This distinction matters because it radically changes the economic lessons we learn from WWII. Proponents of the myth would have you believe that recessions are escapable so long as government spends its way out of trouble. Are factories sitting idle? Have the government purchased more tanks. Is the unemployment rate high? Have the government hired 3 million people to dig ditches with spoons. It doesn’t matter if it’s all for warfare or any other unproductive activity. As long as something is being produced and workers are working, we will all be prosperous, right?
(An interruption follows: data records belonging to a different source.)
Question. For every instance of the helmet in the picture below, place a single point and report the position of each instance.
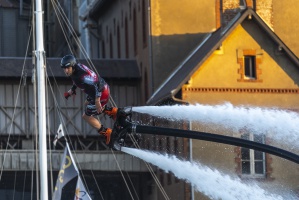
(68, 61)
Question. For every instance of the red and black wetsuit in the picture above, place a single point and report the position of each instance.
(92, 85)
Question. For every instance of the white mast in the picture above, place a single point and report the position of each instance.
(40, 54)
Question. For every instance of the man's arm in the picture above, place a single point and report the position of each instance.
(98, 105)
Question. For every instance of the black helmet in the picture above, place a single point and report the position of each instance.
(67, 61)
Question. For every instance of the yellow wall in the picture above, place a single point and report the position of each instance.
(171, 17)
(220, 70)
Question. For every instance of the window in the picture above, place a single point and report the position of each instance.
(249, 67)
(249, 61)
(252, 161)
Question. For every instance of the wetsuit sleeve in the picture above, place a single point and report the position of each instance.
(73, 87)
(99, 87)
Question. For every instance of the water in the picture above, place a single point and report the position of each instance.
(280, 125)
(210, 182)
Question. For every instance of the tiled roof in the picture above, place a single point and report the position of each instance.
(172, 85)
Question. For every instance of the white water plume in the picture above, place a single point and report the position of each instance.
(280, 125)
(210, 182)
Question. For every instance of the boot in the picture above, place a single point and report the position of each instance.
(106, 132)
(111, 111)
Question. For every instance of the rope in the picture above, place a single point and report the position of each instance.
(122, 174)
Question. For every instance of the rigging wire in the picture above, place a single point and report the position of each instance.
(14, 112)
(122, 174)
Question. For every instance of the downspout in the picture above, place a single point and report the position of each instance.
(21, 7)
(190, 141)
(150, 48)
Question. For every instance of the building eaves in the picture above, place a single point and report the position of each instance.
(195, 59)
(112, 69)
(8, 4)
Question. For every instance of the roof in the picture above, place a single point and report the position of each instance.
(114, 69)
(173, 84)
(14, 3)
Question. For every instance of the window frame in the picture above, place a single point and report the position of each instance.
(252, 160)
(255, 71)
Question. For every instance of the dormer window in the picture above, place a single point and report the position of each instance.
(249, 67)
(249, 61)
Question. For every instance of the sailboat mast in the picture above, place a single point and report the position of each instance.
(40, 55)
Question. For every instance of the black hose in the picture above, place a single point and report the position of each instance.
(215, 138)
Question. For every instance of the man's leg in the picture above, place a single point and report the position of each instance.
(92, 121)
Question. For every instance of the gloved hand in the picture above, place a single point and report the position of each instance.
(69, 93)
(98, 105)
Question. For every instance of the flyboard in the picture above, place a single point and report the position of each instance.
(124, 128)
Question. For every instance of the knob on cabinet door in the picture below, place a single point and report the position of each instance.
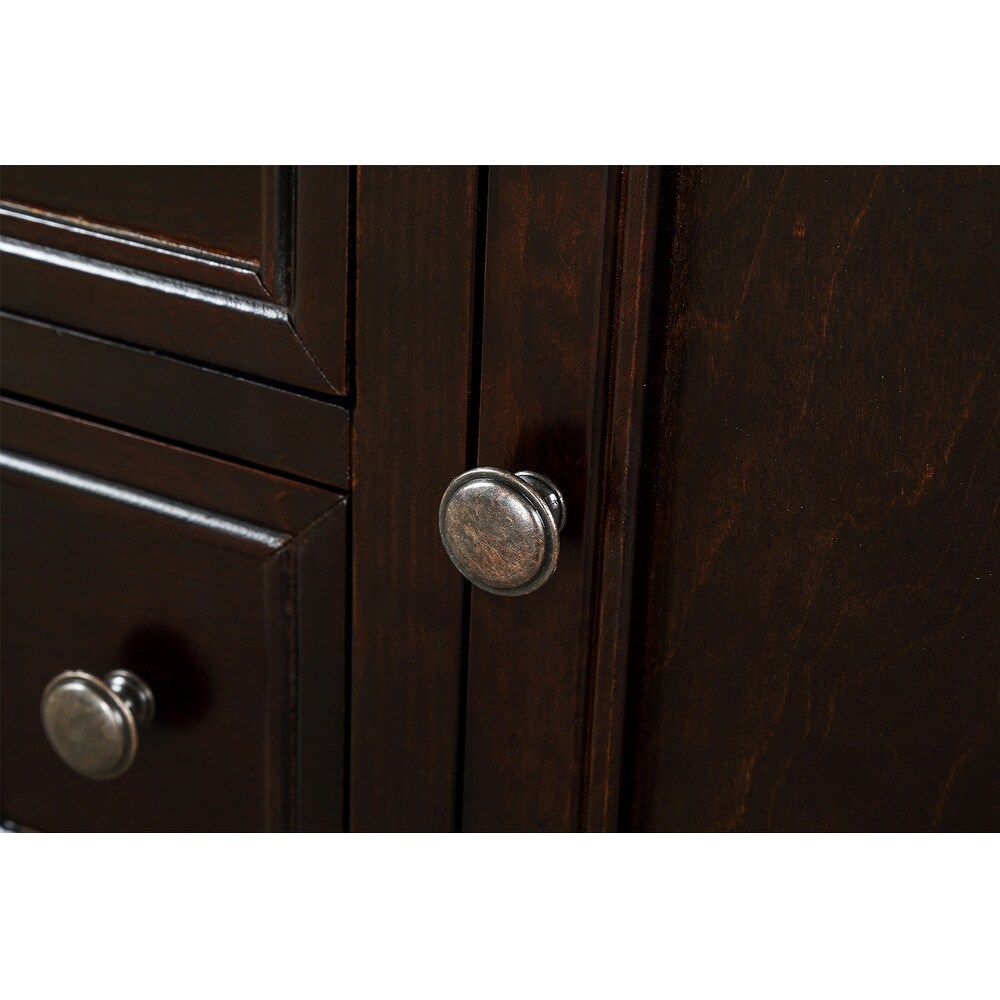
(501, 529)
(93, 724)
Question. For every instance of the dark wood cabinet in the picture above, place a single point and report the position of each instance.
(234, 398)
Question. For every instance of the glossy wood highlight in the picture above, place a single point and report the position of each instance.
(176, 400)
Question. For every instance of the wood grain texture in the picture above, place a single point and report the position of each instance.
(233, 628)
(416, 280)
(818, 626)
(550, 261)
(214, 209)
(645, 212)
(227, 306)
(322, 241)
(176, 400)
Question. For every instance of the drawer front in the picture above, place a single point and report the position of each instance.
(220, 587)
(245, 269)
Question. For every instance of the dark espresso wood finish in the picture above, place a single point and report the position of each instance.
(175, 400)
(254, 280)
(416, 282)
(217, 210)
(550, 272)
(818, 631)
(118, 552)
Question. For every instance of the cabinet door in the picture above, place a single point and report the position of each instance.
(503, 325)
(220, 587)
(245, 268)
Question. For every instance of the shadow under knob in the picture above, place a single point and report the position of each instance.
(93, 724)
(501, 529)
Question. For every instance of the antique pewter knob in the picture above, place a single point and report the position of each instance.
(94, 724)
(501, 529)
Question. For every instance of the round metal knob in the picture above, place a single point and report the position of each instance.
(94, 724)
(501, 529)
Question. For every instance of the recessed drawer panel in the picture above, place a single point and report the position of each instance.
(219, 587)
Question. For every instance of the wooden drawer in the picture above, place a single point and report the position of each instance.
(245, 269)
(220, 586)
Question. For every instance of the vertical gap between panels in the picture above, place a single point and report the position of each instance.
(471, 458)
(597, 460)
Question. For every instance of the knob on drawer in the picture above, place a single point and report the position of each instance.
(93, 724)
(501, 529)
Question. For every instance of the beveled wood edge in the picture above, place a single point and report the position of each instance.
(632, 316)
(254, 294)
(152, 467)
(130, 249)
(325, 204)
(166, 377)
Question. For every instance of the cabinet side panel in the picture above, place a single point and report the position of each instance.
(818, 635)
(550, 254)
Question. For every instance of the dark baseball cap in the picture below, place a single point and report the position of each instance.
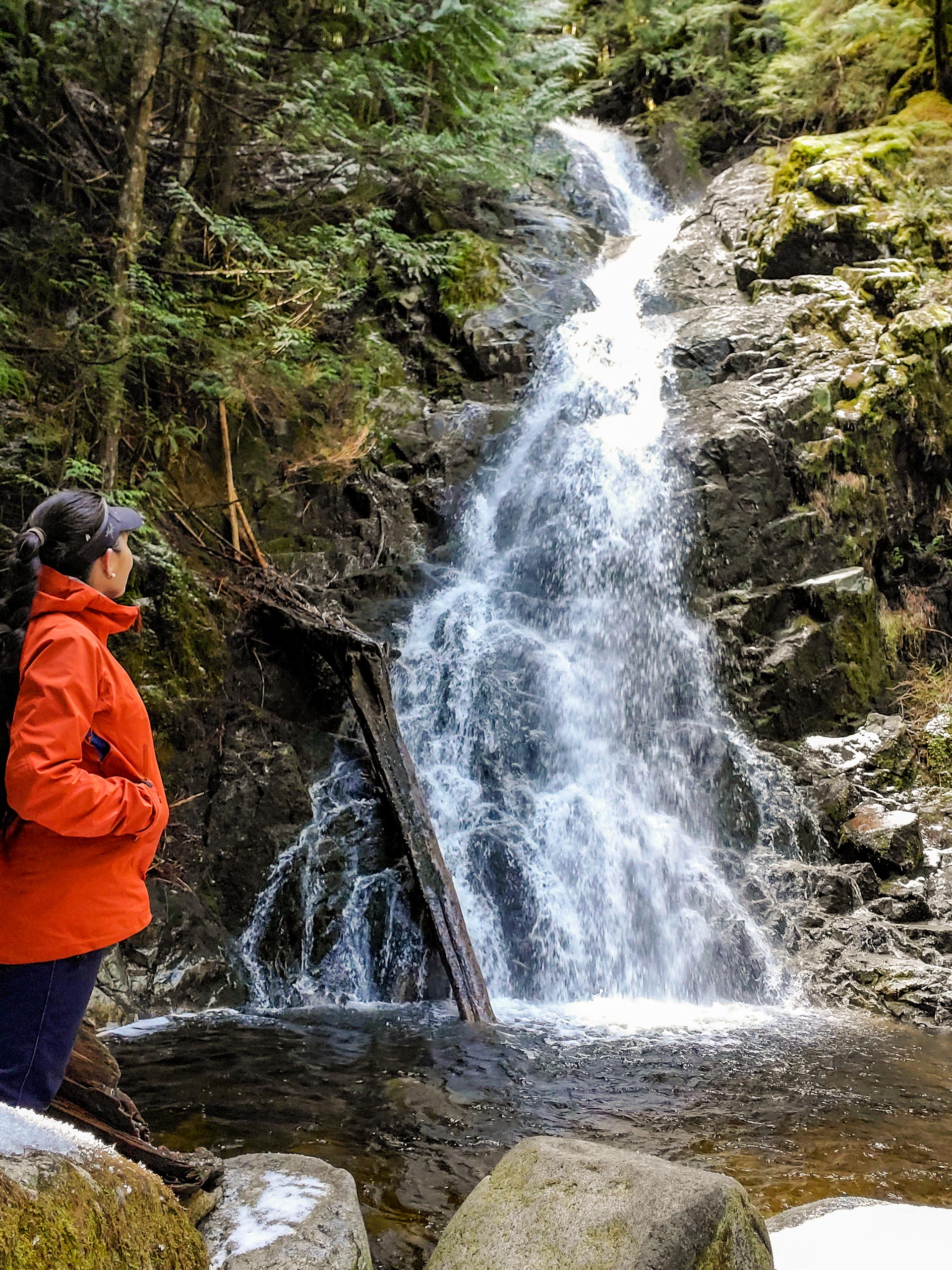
(116, 522)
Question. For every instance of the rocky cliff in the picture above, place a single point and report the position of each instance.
(812, 312)
(243, 729)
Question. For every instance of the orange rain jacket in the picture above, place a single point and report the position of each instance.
(74, 860)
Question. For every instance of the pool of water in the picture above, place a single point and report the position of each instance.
(418, 1107)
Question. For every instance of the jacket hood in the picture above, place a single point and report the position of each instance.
(56, 593)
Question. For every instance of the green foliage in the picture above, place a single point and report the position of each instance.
(316, 160)
(472, 278)
(844, 64)
(729, 73)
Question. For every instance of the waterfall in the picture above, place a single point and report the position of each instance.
(555, 693)
(559, 701)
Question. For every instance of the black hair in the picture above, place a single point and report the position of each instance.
(56, 534)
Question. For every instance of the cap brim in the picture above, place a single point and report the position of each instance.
(126, 520)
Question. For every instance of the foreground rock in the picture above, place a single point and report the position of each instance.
(71, 1203)
(851, 1231)
(564, 1203)
(286, 1213)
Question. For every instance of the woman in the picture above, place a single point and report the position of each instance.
(84, 807)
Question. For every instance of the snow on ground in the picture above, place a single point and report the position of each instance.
(875, 1237)
(23, 1131)
(286, 1201)
(160, 1023)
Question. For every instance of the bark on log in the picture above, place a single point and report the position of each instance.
(361, 665)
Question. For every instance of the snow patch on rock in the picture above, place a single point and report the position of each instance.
(286, 1201)
(876, 1237)
(23, 1132)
Wrong. This is the worst manifestation of the broken window fallacy: a parable of a hypothetical boy breaking a window, forcing the shopkeeper to hire a repairman, thus transferring money and stimulating the economy. The fallacy is that destruction does not create new wealth. The economy would’ve been better served if the shopkeeper could spend his money on other pursuits than fixing intentional destruction. Factories producing tanks for the government does not create wealth. In fact, those weapons often go on to destroy wealth. Three million government workers digging ditches with spoons does not create wealth, just as conscripting men into the army does not create wealth. Government must always tax or inflate to pay for its expenses, so ultimately it’s just taking money out of your left pocket and putting it in your right.

If we allow this myth to persist, then we are prone to make the same mistakes in the future. Modern American democracy is already over-emphasizing employment as the ultimate measure of the economy. Politicians speak of jobs like they are all humans live for. What matters more is the quality of those jobs and the opportunities for workers to purchase what makes them happy. Similarly, spending on war will never improve the economy in real terms. What the GDP comprises of is very important: a small GDP of consumer goods means more for human welfare than a large GDP of weapons.

WWII should not be praised as an improvement of human welfare. It was the worst thing that ever happened on Earth. When wartime spending ended, government cronies predicted economic disaster. Yet human welfare flourished to unforeseen heights. That’s the lesson we should learn here.